Her name ripped out of Percy's throat with a mind-numbing sort of pain erupting from his gut, but he knew Theo couldn't hear him. She couldn't see him, either. The demons had been right. The daughter of Apollo—the sun in Percy's life—would die alone in the darkness.
And Percy couldn't do anything to stop it.
You once hurt her, the arai crooned, circling around Percy's collapsed body. You made her feel just as you do now. You inflicted a pain like no other on this love of yours, Percy Jackson, and she willed you to understand her despair. So here you are. Do you understand it yet?
Percy tried to speak. His stomach felt like he'd been stabbed over and over again in the same place, but he wasn't bleeding. His arms wrapped around himself and he groaned in pain, but all he could think of was Theo. Theo, who once had been hurt so badly by Percy that she felt the same way he did now. Theo, who loved Percy to the ends of the earth.
She had once been in so much pain by Percy's hands. And he hadn't even realized.
I won't die like this, he thought. Not only because it was painful and insultingly lame to die at the feet of a bunch of old demon ladies, but because Theo needed him. Once he was dead, the arai would turn to her. He couldn't leave her alone.
And he wouldn't do that to her now that he knew how horribly he'd made her feel before. He had to make it up to her, even in death.
The arai clustered around him, snickering and hissing.
"Bob," he croaked. "I need you."
A hopeless plea. He could barely hear himself. Why should Bob answer his call twice? The Titan knew the truth now. Percy was no friend.
He raised his eyes one last time. His surroundings seemed to flicker. The sky boiled and the ground blistered.
Percy realized that what he saw of Tartarus was only a watered-down version of its true horror—only what his demigod brain could handle. The worst of it was veiled, the same way the Mist veiled monsters from mortal sight. Now as Percy died he began to see the truth.
The air was the breath of Tartarus. All these monsters were just blood cells circulating through his body. Everything Percy saw was a dream in the mind of the dark god of the pit.
This must have been the way Nico had seen Tartarus, and it had almost destroyed his sanity. Nico... one of the many people Percy hadn't treated well enough. He and Theo had only made it this far through Tartarus because Nico di Angelo had behaved like Bob's true friend.
You see the horror of the pit? the arai said soothingly. Give up, Percy Jackson. Isn't death better than enduring this place?
"I'm sorry," Percy murmured.
He apologizes! The arai shrieked with delight. He regrets his failed life, his crimes against the children of Tartarus!
"No," Percy said. "I'm sorry, Bob. I should've been honest with you. Please... forgive me. Protect Theo."

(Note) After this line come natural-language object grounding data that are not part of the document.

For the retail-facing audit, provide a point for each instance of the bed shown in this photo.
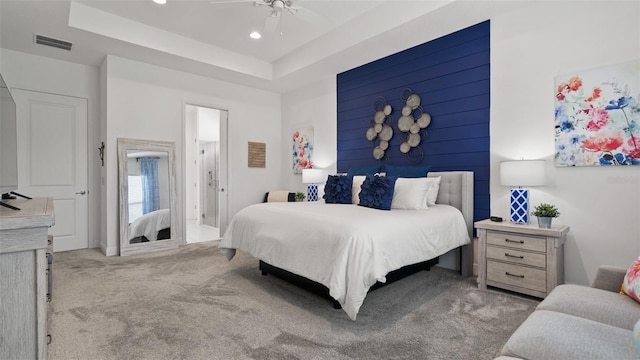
(152, 226)
(348, 248)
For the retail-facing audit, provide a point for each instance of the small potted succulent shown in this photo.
(545, 214)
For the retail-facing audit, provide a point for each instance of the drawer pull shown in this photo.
(515, 241)
(510, 274)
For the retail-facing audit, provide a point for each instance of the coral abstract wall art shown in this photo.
(597, 116)
(302, 149)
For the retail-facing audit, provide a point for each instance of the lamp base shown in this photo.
(312, 192)
(519, 206)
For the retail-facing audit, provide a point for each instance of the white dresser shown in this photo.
(523, 258)
(23, 278)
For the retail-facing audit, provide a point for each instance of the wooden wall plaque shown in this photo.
(257, 154)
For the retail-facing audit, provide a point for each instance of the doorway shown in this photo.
(205, 177)
(53, 161)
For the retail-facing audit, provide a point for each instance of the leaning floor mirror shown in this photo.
(147, 196)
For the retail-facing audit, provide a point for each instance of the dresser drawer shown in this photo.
(515, 275)
(517, 256)
(516, 241)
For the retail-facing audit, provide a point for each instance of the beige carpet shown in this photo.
(192, 303)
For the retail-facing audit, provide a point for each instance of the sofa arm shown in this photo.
(609, 278)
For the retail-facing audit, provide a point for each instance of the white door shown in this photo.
(52, 161)
(223, 191)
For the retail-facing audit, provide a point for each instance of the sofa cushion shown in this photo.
(554, 335)
(599, 305)
(631, 282)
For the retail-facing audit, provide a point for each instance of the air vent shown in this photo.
(60, 44)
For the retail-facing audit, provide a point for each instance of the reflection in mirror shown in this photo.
(147, 196)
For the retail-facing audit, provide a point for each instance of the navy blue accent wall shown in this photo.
(451, 74)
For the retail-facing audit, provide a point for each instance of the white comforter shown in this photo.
(347, 248)
(149, 224)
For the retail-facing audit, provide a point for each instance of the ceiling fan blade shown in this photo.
(271, 24)
(229, 1)
(308, 15)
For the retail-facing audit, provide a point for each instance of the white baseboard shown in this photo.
(109, 251)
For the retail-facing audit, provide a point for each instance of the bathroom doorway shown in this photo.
(205, 176)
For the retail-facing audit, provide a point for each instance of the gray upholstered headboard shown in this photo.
(456, 189)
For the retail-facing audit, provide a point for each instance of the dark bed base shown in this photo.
(323, 291)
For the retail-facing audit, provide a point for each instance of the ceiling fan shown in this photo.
(277, 7)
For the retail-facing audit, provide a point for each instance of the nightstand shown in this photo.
(520, 257)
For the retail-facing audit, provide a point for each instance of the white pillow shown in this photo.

He didn't expect Bob to hear him or care, but it felt right to clear his conscience. He couldn't blame anyone else for his troubles. Not the gods. Not Bob. He couldn't even blame all of the monsters that had placed these curses on him.
It took all his remaining effort, but he got to his feet. His legs shook. His insides burned like he'd had a drink of hot lava. At least he could go out fighting. He raised Riptide.
But before he could strike, all the arai in front of him exploded into dust.